Algumas limitações o separavam da profissão que admirava. Tinha ensino médio completo, mas pensava que faculdade não era para ele. “Minha mãe sempre dizia que eu devia estudar, mas trabalhava muito, a grana não dava e não sobrava tempo”, lembra.
Carlos tinha bom relacionamento com os clientes do restaurante. Quando a Lei Seca entrou em vigor, passou a levar alguns deles para casa, como motorista, por cortesia. A vida dele começou a mudar a caminho da casa de um cliente, o engenheiro civil Marcos de Almeida Castro.
Ele quis saber quais eram os planos de Carlos para o futuro. O manobrista mencionou que sempre quis estudar, mas que não tinha dinheiro, nem tempo. “Marcos me contou que ele ralou muito para chegar aonde chegou, que trabalhava e estudava ao mesmo tempo”, revela.Quando estacionou o carro na porta da casa do engenheiro, ouviu a proposta que transformaria sua vida. “Escolha uma faculdade, qualquer curso, eu vou pagar os seus estudos. Mas tenho uma condição: se você reprovar, nosso acordo será desfeito”, disse Marcos.
Marcos de Almeida Castro
Não fiz para ganhar nada em troca. Foi apenas solidariedade. Eu acredito no ser humano e reconheço que, se as pessoas tiverem uma chance, elas podem mudar de vida
A princípio, o manobrista não acreditou na proposta. “Achei que ele estava blefando”. No ano seguinte, após a morte da mãe, decidiu estudar e mudar o rumo da sua história, como ela sempre pedia. “Procurei o Marcos para saber se a oferta dele era séria. Ele confirmou que sim e fez o compromisso de ajudar na minha educação”, conta aliviado.

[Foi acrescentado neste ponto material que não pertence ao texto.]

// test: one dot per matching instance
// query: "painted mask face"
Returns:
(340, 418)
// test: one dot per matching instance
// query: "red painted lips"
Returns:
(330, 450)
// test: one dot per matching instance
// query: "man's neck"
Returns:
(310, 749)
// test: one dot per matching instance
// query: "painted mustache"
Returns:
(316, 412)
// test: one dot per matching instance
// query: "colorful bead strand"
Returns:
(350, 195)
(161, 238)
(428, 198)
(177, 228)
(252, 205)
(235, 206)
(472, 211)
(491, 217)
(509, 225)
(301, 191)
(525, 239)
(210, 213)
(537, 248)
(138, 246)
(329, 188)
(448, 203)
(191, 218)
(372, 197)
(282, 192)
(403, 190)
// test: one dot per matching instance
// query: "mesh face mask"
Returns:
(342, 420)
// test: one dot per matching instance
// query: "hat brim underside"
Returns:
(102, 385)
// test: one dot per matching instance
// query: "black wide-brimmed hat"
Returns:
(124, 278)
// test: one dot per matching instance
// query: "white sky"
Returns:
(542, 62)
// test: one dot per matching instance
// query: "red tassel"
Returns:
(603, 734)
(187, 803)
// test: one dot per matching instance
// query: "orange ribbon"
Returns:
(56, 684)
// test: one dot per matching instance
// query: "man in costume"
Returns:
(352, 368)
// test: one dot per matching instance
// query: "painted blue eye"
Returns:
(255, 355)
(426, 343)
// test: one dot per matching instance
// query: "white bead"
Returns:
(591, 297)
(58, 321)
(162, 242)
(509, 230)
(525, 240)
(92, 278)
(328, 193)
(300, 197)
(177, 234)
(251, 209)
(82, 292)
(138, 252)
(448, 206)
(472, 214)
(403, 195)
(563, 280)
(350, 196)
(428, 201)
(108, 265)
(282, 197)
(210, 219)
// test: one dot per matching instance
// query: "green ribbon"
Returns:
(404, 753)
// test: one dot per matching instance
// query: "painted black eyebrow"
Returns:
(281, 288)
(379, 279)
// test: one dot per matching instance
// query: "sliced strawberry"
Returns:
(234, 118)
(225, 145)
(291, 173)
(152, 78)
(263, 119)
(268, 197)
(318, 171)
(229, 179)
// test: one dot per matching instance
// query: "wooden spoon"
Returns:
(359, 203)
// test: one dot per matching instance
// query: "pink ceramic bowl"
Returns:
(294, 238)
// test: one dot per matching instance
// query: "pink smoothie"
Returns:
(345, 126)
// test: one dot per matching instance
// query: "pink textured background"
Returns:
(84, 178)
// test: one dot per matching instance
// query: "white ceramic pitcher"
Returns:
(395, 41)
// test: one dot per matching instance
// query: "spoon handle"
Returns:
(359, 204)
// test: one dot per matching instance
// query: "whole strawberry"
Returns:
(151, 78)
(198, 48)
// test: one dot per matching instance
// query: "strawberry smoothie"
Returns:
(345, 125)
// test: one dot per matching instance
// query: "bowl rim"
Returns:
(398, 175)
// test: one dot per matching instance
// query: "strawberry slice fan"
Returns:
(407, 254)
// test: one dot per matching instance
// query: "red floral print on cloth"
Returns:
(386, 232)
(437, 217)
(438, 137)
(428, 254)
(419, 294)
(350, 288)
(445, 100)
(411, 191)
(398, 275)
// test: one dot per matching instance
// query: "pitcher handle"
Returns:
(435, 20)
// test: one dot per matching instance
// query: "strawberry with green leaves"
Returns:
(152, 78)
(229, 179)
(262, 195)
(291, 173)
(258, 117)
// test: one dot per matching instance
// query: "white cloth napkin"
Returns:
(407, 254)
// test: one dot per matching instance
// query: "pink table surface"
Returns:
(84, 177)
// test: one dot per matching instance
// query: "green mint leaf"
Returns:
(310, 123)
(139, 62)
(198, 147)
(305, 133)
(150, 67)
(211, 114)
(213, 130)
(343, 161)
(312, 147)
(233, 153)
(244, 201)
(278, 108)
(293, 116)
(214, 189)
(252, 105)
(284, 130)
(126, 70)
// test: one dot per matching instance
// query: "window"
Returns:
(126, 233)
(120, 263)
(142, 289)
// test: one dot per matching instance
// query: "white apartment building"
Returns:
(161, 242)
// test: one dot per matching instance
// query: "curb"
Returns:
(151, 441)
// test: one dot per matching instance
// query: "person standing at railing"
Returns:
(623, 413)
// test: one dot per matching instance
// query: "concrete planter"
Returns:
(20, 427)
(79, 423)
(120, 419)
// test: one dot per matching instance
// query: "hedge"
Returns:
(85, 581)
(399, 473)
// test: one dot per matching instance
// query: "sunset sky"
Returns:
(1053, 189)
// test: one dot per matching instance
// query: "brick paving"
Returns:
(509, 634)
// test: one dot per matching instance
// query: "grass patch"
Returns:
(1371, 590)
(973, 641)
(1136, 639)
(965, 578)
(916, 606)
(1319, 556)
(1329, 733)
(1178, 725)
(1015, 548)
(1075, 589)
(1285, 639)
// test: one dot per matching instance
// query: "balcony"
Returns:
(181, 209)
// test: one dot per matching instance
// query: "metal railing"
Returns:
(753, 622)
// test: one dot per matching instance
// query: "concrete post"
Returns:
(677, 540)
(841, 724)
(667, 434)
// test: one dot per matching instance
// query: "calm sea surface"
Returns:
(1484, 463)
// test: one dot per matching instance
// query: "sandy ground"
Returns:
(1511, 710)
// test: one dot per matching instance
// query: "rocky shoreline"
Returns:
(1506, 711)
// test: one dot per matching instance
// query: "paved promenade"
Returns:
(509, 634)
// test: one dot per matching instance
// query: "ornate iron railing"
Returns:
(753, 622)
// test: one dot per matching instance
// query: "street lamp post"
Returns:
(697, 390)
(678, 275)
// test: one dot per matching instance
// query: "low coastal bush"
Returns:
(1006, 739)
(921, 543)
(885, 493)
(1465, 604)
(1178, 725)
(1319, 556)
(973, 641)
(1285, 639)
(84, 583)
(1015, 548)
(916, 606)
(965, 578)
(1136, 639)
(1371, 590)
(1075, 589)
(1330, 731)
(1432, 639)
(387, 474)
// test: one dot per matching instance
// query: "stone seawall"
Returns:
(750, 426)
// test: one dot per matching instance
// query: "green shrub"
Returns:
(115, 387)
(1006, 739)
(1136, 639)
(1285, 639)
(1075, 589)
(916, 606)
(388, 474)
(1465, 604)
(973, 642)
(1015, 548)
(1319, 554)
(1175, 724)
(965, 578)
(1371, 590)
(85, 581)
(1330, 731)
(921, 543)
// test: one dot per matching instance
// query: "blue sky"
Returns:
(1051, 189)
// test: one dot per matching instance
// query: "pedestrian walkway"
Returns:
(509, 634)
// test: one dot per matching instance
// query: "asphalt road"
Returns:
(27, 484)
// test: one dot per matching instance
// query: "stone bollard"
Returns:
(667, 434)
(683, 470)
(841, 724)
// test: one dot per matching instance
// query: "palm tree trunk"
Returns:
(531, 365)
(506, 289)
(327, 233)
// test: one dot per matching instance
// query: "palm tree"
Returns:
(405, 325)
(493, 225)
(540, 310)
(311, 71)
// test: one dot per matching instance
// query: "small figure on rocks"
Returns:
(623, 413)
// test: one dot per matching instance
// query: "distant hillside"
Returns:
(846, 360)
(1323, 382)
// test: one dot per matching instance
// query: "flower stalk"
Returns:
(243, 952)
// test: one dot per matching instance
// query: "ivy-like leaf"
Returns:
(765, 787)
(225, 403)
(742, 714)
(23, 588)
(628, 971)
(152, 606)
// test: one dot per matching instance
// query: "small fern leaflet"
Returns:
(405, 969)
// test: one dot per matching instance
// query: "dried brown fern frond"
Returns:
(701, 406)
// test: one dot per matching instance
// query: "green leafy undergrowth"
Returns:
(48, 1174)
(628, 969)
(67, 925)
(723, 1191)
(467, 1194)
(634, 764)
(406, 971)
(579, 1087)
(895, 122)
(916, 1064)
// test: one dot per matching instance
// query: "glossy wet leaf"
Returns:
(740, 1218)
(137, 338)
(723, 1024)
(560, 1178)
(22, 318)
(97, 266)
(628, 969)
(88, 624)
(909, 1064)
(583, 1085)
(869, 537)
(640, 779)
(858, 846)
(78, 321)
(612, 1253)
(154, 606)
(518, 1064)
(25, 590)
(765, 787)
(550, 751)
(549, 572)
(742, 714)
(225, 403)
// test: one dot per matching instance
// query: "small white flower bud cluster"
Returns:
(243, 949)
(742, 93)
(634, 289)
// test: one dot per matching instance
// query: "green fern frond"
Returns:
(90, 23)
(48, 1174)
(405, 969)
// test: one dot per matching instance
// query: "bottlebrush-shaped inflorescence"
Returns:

Passou no vestibular do Iesb e concluiu o curso de gastronomia, em dois anos. Marcos depositava religiosamente parte do dinheiro da mensalidade. O restante foi custeado pelo pai de Carlos, que fez questão de também ajudar. Quando se formou, ele comprou um presente para agradecer ao seu anjo da guarda. “Além de Deus, tive três anjos na minha vida: meu pai, minha mãe e o Marcos”, diz.
Solidariedade é algo muito raro. Ele não é da minha família, não ganhou nada com isso e me ajudou mesmo assim. Agradeço a ele todos os dias da minha vida
Carlos Braga
Depois de se formar, Carlos trabalhou como chef em Angola. Na volta ao Brasil, chegou a primeiro cozinheiro no restaurante Mocotó, do chef Rodrigo Oliveira, em São Paulo, o 16º na lista dos 50 melhores da América Latina, em 2014.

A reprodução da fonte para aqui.